People ask me why I went into law from nursing.  It is not a divine plan, I simply got divorced and had a great attorney and said to myself, “I can do this.”  But really, it is the best thing that I have ever done.  I get to combine two fields that I love and both involve taking care of people.

As a nurse, someone does not come in with a sign over their head saying “alteration and comfort.”  You have to assess, plan, intervene and evaluate.  The same is true in law.  A person does not have a sign over their head saying “tort” or “contract.”  You have to assess, plan, intervene and evaluate.

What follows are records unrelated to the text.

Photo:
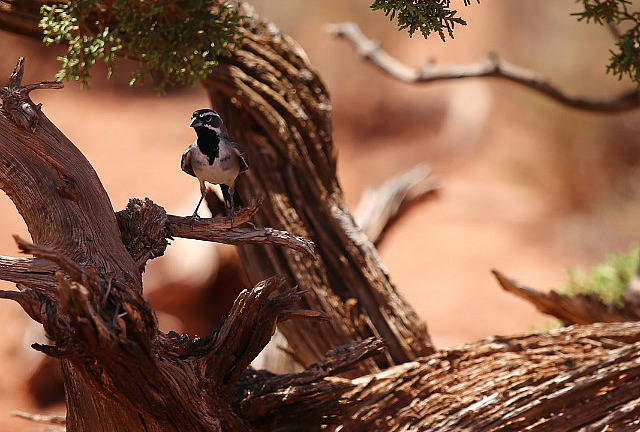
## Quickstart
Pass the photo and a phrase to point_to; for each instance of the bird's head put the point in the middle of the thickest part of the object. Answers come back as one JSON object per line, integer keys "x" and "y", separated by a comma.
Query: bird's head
{"x": 206, "y": 119}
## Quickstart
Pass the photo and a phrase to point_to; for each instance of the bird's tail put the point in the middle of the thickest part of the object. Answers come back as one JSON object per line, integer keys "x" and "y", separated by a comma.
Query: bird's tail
{"x": 237, "y": 201}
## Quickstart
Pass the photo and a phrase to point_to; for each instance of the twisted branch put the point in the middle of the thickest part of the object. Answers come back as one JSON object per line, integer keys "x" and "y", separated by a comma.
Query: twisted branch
{"x": 491, "y": 67}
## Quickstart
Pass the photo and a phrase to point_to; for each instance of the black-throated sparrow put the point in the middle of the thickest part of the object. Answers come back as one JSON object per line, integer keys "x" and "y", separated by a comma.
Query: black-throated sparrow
{"x": 213, "y": 157}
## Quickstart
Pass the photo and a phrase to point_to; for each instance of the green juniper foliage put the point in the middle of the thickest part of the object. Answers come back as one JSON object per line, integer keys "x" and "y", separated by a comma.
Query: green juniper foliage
{"x": 425, "y": 15}
{"x": 625, "y": 59}
{"x": 181, "y": 39}
{"x": 609, "y": 280}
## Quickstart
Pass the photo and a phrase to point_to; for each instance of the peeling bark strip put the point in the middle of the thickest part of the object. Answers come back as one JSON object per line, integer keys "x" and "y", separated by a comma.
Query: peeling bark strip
{"x": 276, "y": 105}
{"x": 571, "y": 309}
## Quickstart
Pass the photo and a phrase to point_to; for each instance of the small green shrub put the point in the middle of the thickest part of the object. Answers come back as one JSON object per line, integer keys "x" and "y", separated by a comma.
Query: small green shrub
{"x": 609, "y": 280}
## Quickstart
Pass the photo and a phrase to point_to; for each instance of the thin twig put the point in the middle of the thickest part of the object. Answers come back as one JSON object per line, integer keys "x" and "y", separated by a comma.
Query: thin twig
{"x": 219, "y": 230}
{"x": 380, "y": 207}
{"x": 41, "y": 418}
{"x": 491, "y": 67}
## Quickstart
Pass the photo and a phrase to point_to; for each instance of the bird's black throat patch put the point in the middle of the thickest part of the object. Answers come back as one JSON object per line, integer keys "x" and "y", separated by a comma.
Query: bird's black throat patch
{"x": 208, "y": 141}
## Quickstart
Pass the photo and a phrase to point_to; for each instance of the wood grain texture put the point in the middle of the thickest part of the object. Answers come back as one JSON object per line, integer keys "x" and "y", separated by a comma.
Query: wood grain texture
{"x": 278, "y": 108}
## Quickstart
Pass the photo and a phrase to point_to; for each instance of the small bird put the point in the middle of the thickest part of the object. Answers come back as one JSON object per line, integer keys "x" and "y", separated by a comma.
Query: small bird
{"x": 213, "y": 157}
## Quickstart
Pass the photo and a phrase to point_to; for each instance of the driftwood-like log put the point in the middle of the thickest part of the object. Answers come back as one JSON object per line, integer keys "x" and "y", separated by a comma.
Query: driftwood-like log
{"x": 571, "y": 309}
{"x": 277, "y": 107}
{"x": 491, "y": 67}
{"x": 84, "y": 286}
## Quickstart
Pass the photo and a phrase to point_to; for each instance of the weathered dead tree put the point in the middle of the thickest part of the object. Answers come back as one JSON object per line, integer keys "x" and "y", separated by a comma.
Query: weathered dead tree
{"x": 492, "y": 67}
{"x": 276, "y": 105}
{"x": 84, "y": 286}
{"x": 572, "y": 309}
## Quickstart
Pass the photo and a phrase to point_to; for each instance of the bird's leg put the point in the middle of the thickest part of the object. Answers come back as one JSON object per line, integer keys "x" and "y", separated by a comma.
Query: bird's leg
{"x": 231, "y": 192}
{"x": 203, "y": 191}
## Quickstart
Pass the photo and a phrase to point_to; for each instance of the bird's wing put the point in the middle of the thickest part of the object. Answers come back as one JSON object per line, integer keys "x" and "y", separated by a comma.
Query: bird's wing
{"x": 242, "y": 154}
{"x": 185, "y": 162}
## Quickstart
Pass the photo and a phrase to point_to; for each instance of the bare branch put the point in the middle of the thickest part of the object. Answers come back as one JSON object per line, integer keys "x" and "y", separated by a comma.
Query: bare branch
{"x": 576, "y": 309}
{"x": 219, "y": 230}
{"x": 491, "y": 67}
{"x": 380, "y": 207}
{"x": 32, "y": 272}
{"x": 59, "y": 419}
{"x": 50, "y": 254}
{"x": 16, "y": 101}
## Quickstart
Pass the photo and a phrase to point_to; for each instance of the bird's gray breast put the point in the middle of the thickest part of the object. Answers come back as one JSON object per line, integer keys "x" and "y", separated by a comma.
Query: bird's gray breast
{"x": 224, "y": 169}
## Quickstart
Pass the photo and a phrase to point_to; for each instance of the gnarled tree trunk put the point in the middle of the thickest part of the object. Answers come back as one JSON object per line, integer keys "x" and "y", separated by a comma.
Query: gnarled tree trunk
{"x": 277, "y": 106}
{"x": 121, "y": 373}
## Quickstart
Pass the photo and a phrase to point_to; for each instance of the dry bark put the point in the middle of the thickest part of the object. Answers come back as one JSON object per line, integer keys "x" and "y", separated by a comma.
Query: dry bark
{"x": 571, "y": 309}
{"x": 84, "y": 286}
{"x": 276, "y": 105}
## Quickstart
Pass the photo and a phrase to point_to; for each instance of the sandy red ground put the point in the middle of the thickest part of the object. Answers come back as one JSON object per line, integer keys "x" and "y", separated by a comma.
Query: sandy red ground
{"x": 498, "y": 207}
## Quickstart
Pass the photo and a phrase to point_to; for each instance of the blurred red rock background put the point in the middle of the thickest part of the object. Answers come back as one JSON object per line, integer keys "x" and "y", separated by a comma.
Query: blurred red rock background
{"x": 529, "y": 186}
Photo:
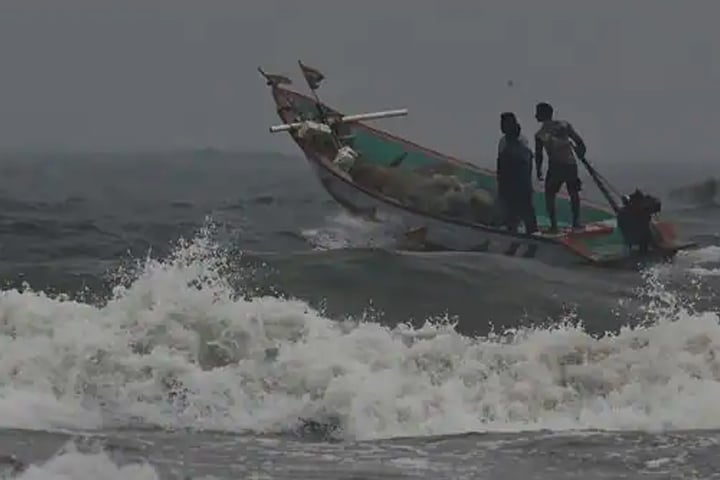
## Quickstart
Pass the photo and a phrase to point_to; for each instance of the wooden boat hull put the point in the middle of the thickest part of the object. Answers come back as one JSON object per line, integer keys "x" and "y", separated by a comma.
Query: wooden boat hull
{"x": 601, "y": 244}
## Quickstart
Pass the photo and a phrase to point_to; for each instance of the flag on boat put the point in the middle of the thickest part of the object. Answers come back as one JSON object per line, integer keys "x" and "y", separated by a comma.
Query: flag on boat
{"x": 312, "y": 76}
{"x": 275, "y": 79}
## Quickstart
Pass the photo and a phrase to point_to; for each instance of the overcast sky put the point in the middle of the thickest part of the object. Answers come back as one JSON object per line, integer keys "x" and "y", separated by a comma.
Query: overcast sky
{"x": 637, "y": 78}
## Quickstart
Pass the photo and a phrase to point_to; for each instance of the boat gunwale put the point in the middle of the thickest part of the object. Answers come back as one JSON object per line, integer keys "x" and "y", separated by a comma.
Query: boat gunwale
{"x": 315, "y": 158}
{"x": 439, "y": 155}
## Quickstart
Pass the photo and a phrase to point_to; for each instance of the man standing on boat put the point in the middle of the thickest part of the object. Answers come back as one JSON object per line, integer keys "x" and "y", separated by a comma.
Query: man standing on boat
{"x": 555, "y": 137}
{"x": 514, "y": 176}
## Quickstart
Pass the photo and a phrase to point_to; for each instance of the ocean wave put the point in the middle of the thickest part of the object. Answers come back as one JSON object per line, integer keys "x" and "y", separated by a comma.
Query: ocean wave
{"x": 176, "y": 346}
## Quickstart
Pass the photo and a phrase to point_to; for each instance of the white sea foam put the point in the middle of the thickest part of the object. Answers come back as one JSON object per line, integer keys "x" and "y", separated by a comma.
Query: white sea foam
{"x": 69, "y": 464}
{"x": 178, "y": 348}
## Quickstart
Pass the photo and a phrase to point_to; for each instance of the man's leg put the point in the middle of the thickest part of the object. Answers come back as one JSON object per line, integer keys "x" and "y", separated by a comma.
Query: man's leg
{"x": 529, "y": 214}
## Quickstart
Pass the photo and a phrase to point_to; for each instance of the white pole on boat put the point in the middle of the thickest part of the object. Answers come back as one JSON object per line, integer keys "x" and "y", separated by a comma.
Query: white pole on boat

Many nurses are dissatisfied with the politics of nursing and are leaving the profession.  If you are thinking about going into law whether as an attorney or a legal nurse consultant, there are several things you should think about.  First is that although the process of assess, plan, intervene and evaluate is the same, many of the other skills are very different from nursing.  As caregivers, we are not taught those skills and they cannot be learned in law school or through a legal nurse consulting program.

LNC programs tout that you can earn up to $150 per hour by becoming a legal nurse consultant.  While that may be true in some incidences, it requires a lot of work to get to that level.  You must be savvy with marketing skills and be able to speak comfortably to attorneys to sell your services.

Marketing is really a full time job.  And once you get cases, you still need to market or you won’t get any more cases.  They don’t teach you marketing in nursing school.

If you think you’re going to land a job at a law firm, that is certainly possible.  However, many small firms do not have the benefits that nurses are used to receiving from health care organizations and they certainly will not pay you $150 per hour.  It will be more inline with what a nurse makes.

If you go into law or legal nurse consulting, you will be knee-deep in paperwork.  You will have to be able to sit and concentrate for long periods of time, reading lengthy medical records to pick out the proverbial “needle in the haystack” or to analyze several cases on a similar subject matter to determine the relevance to the facts in your particular case.  If you are committed to learning the marketing skills and enjoy thinking, analyzing and writing, working in the law is great.

I am so grateful that I have been able to successfully blend both of my professions to help the legal community with medical issues in their cases as well as nurses who are in difficult situations before the licensing board.